The 1st quarter of Rodriguez Group's 2010/2011 fiscal year ended on 31 December 2010. During the period starting on 1 October 2010 and ending on 31 December 2010, total sales increased by 20% compared to the 1st quarter of the fiscal year 2009/2010 (25,343 K€ versus 21,057 K€ during the previous year).
The downgraded results of the Services activities (-37%) during the 1st quarter 2010/2011 are related to an exceptional turnover of 3,841 K€ recorded during the 1st quarter of the fiscal year 2009/2010 as a result of the settlement agreement entered into between SNP Boat Service and Arno shipyards.
When excluding the impact of the Arno transaction, the Products activity increased from 159 K€ during the 1st quarter 2009/2010 to 229 K€ during the 1st quarter 2010/2011, i.e. a 44% increase.
Therefore, when excluding the Products activity, the increase in total sales can be analyzed as follows:
-Sales of Yachts represent 20,511 K€, a 54% increase compared to the 1st quarter of 2009/2010
-Sales of Services (excluding Products) represent 4,603 K€ compared to 3,735 K€ during the 1st quarter of 2009/2010, i.e. a 23% increase.
These sales confirm the beginning of improvement of the luxury yachts market as a result of an increase of interest for newly built yachts and stabilization in transaction prices.
In parallel, Rodriguez Group now fully benefits from the restructuring measures implemented since 2009, which have resulted in lowering the breakeven point of Rodriguez Group.
Rodriguez Group has sufficient cash resources to finance its operating costs and launch at the same time the production of new units necessary to achieve its new business model.
In this encouraging context showing a comeback of historical clients, Rodriguez Group intends to continue its policy of margin restoration and confirms its objective to reach positive operating results over the fiscal year 2011/2012.

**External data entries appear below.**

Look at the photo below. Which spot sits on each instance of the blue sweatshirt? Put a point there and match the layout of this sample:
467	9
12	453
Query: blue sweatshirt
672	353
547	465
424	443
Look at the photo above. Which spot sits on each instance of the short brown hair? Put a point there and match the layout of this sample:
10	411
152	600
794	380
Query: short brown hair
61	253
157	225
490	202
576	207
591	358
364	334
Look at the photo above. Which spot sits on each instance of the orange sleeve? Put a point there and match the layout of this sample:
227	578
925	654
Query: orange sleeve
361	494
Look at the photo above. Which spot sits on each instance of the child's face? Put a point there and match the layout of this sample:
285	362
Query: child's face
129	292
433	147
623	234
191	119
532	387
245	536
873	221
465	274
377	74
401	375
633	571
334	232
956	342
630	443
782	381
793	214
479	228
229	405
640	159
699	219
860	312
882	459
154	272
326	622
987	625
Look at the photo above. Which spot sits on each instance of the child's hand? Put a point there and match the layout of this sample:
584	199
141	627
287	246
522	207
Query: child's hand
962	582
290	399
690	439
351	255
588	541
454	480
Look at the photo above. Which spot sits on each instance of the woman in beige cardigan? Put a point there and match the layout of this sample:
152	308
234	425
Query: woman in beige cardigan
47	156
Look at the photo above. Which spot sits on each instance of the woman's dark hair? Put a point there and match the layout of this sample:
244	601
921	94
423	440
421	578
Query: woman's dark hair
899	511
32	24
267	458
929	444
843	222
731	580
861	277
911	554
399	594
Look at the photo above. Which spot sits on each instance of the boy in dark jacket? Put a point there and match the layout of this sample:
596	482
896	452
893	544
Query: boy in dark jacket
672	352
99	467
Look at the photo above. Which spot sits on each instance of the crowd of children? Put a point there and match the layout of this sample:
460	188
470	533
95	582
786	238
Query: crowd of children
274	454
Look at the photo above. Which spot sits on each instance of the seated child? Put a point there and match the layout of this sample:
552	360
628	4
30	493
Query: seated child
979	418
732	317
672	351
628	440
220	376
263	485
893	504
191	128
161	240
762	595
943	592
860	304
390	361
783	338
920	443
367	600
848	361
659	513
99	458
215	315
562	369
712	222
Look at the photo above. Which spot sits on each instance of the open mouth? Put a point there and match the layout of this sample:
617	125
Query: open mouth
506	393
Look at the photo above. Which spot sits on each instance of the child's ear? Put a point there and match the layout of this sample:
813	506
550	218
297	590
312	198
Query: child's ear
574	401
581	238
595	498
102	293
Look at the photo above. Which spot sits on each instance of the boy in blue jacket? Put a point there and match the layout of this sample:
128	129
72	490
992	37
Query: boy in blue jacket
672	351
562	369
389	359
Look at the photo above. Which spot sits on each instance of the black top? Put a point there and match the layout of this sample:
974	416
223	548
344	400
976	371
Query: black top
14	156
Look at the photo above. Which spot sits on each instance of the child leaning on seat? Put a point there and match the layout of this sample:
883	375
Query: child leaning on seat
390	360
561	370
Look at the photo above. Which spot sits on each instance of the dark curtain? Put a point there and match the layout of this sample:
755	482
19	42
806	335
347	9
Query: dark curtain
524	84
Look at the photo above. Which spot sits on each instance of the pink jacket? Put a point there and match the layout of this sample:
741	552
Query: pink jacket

The following events occurred during the 1st quarter of the 2010/2011 fiscal year: -Appointment of Mr. Eric De Saintdo as Managing Director and Serge Allegre as Head of Marketing and Development
-The entering into a partnership agreement with Sanlorenzo shipyard under which Rodriguez Group becomes (i) exclusive dealer in France and Monaco for all types of Sanlorenzo vessels and(ii) worldwide dealer of yachts exceeding 90', without exclusivity or volume undertakings; 50 meters units will be developed in common, with exclusivity for the sale all over the world by SNP BOAT
-The merger between SNP Boat et Le Yacht, authorized by the Commercial court of Cannes on 23 November 2010 and approved by the shareholders on 31 December 2010, with a retroactive effect as from 1 October 2010
-The publication of the sales for the last quarter of 2009/2010, showing total sales of 40.5 M€, i.e. a 3.2 % increase compared to 2009/2010's last quarter, as a result of an increase in Yacht sales during the second half year 2009/2010
-The publication of the annual results for 2009/2010 and the presentation thereof to analysts on 14 December 2010. Total sales amounted to 87,195 K€ (compared to 109,566 K€ during the previous year), operating losses of 25,520K€ (versus a 119 642 K€ loss during the previous year) and a net result of 3,788 K€ (compared to a 121,660 K€ loss during the previous year).
As a result of the partnership agreements entered into with the Italian shipyards Sanlorenzo and Italyachts, Rodriguez Group is able to consolidate its business model, in line with the needs of the Group and customers' expectations.
In parallel, Rodriguez Group intends to pursue the development of its Services activities, by strengthening the relationship with Camper & Nicholsons and developing synergies with Sanlorenzo.